In supply chain contracts, a supplier of goods who invokes the clause needs to prove there is no other way for them to source the goods, Upson said. “They need to prove they can’t source the goods from another country, or they can't manufacture it from a plant in a different country, or they can't now [source] it from China where the restrictions are easing up,” he said.

Upson said the law firm has seen an uptick in force majeure questions from clients, and while every contract is different, he said the firm believes the COVID-19 pandemic should qualify as a force majeure event, especially if the clause mentions an epidemic, a pandemic or an act of God. “I think we can be fairly sure that COVID-19 can, in principle, be a force majeure event,” Upson said. But he also said the clause is “not a get out of jail card. It actually requires quite a bit of analysis to work out whether it actually applies in a particular situation.”

Some force majeure clauses were wrongly invoked during the 2008 financial crisis, which may provide insight as to which situations may not qualify now, Stewarts lawyer Mo Bhaskaran said. In one case, Aero Toy Store LLC invoked the clause after it tried to delay the purchase of a private jet by citing the financial crisis. Aero lost the case. “The fact that the contract had become expensive to perform -- even dramatically more expensive -- was not a grant to relieve the party,” Bhaskaran said.
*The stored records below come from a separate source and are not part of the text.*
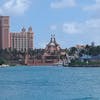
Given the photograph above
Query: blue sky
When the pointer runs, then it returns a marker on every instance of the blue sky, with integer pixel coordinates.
(72, 21)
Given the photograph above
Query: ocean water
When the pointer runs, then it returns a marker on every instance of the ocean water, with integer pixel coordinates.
(49, 83)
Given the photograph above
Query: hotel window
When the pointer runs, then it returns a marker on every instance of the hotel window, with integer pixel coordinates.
(6, 21)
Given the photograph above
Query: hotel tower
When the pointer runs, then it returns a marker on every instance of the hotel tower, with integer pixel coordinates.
(4, 32)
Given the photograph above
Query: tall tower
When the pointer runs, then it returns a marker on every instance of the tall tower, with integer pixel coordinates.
(4, 32)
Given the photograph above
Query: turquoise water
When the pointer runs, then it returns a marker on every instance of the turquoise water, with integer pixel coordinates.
(49, 83)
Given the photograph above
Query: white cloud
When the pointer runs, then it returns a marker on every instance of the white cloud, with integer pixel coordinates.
(14, 7)
(94, 7)
(90, 26)
(53, 27)
(71, 28)
(63, 3)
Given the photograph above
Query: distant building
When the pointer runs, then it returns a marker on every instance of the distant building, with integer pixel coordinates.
(23, 40)
(4, 32)
(52, 51)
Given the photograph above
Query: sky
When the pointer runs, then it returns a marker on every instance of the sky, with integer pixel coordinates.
(72, 21)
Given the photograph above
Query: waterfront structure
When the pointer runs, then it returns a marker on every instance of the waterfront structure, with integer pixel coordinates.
(4, 32)
(52, 51)
(22, 41)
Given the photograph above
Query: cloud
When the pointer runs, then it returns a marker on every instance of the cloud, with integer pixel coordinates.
(14, 7)
(53, 27)
(63, 4)
(89, 26)
(94, 7)
(71, 28)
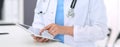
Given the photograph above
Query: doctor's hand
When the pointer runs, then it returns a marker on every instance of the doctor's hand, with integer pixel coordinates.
(55, 29)
(40, 39)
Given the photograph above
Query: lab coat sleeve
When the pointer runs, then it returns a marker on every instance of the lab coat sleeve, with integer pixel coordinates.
(38, 19)
(98, 28)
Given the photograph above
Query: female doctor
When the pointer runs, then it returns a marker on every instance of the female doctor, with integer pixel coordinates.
(78, 23)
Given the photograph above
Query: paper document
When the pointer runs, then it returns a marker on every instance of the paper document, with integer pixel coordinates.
(35, 32)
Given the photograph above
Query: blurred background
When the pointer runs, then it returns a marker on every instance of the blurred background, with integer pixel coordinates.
(22, 11)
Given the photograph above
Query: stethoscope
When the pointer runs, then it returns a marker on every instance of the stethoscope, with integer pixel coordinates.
(70, 12)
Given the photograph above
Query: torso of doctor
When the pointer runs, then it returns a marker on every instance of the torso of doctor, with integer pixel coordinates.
(89, 21)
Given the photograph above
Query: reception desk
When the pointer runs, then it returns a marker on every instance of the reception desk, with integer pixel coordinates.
(18, 37)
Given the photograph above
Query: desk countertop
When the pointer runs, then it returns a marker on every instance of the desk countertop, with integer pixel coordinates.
(18, 37)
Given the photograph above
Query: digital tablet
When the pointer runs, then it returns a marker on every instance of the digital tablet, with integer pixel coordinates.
(35, 32)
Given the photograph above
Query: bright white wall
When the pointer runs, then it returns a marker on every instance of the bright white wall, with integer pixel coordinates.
(13, 11)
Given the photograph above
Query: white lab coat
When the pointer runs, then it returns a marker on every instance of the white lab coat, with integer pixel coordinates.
(89, 21)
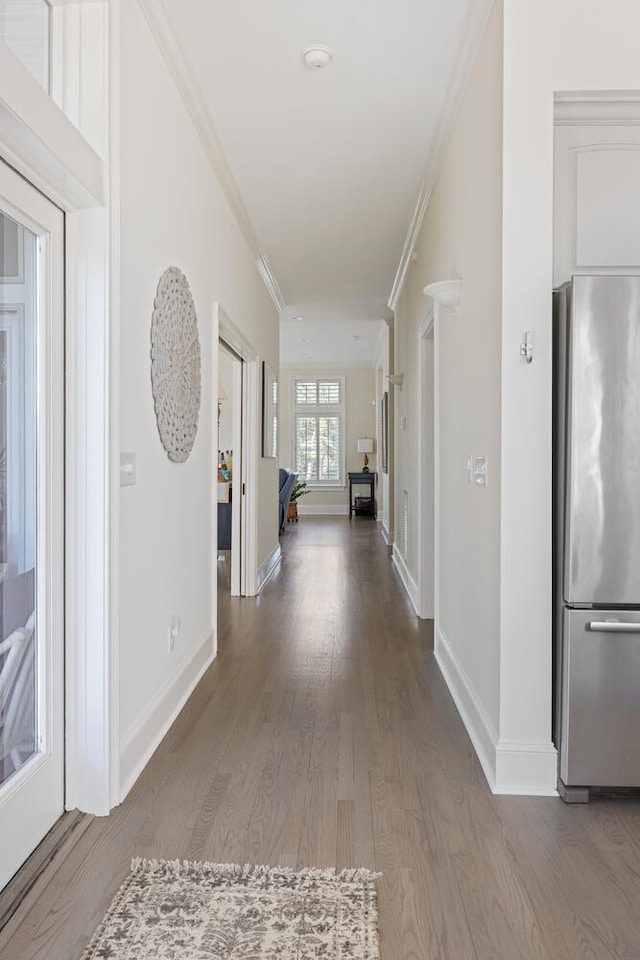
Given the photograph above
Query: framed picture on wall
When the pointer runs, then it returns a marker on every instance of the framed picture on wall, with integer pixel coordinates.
(384, 431)
(269, 411)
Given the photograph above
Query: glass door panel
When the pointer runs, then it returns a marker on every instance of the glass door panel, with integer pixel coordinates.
(18, 637)
(31, 519)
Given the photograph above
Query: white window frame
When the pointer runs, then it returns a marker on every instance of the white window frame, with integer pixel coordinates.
(319, 410)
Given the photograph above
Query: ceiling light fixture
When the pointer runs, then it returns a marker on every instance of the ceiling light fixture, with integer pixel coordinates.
(316, 56)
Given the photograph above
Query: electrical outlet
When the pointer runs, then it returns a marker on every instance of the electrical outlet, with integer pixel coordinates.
(174, 630)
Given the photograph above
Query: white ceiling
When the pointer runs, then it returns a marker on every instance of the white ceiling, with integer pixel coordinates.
(328, 163)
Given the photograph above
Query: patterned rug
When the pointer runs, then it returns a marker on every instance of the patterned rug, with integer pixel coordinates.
(172, 910)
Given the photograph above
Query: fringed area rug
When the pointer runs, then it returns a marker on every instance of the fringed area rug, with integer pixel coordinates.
(172, 910)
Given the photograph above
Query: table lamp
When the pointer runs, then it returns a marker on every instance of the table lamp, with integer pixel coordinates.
(365, 445)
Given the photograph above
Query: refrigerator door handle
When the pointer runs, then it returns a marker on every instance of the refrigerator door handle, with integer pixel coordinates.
(613, 626)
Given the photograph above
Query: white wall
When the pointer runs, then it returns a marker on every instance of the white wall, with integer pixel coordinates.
(360, 421)
(385, 480)
(461, 238)
(172, 213)
(549, 46)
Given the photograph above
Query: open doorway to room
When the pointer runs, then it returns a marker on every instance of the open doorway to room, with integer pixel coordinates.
(230, 393)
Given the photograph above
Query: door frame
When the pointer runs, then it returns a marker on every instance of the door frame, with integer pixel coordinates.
(427, 467)
(245, 522)
(34, 797)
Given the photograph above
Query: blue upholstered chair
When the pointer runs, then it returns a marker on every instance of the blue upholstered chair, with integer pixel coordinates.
(286, 482)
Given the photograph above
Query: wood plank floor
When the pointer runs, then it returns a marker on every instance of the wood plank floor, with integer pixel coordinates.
(324, 735)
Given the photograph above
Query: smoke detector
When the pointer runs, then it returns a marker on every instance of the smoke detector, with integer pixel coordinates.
(316, 56)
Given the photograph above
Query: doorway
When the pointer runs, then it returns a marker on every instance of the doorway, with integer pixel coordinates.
(427, 433)
(31, 519)
(230, 550)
Force majeure clauses will likely receive more attention after the pandemic, Bhaskaran said, and a larger number of them may be updated to cover future virus outbreaks. “Few if any clauses drafted prior to the middle of February 2020 could have been drafted with the world we're facing today even remotely in mind,” he said. “Suffice it to say that force majeure clauses in the future are likely to be considered with a significant amount more interest than in the past.”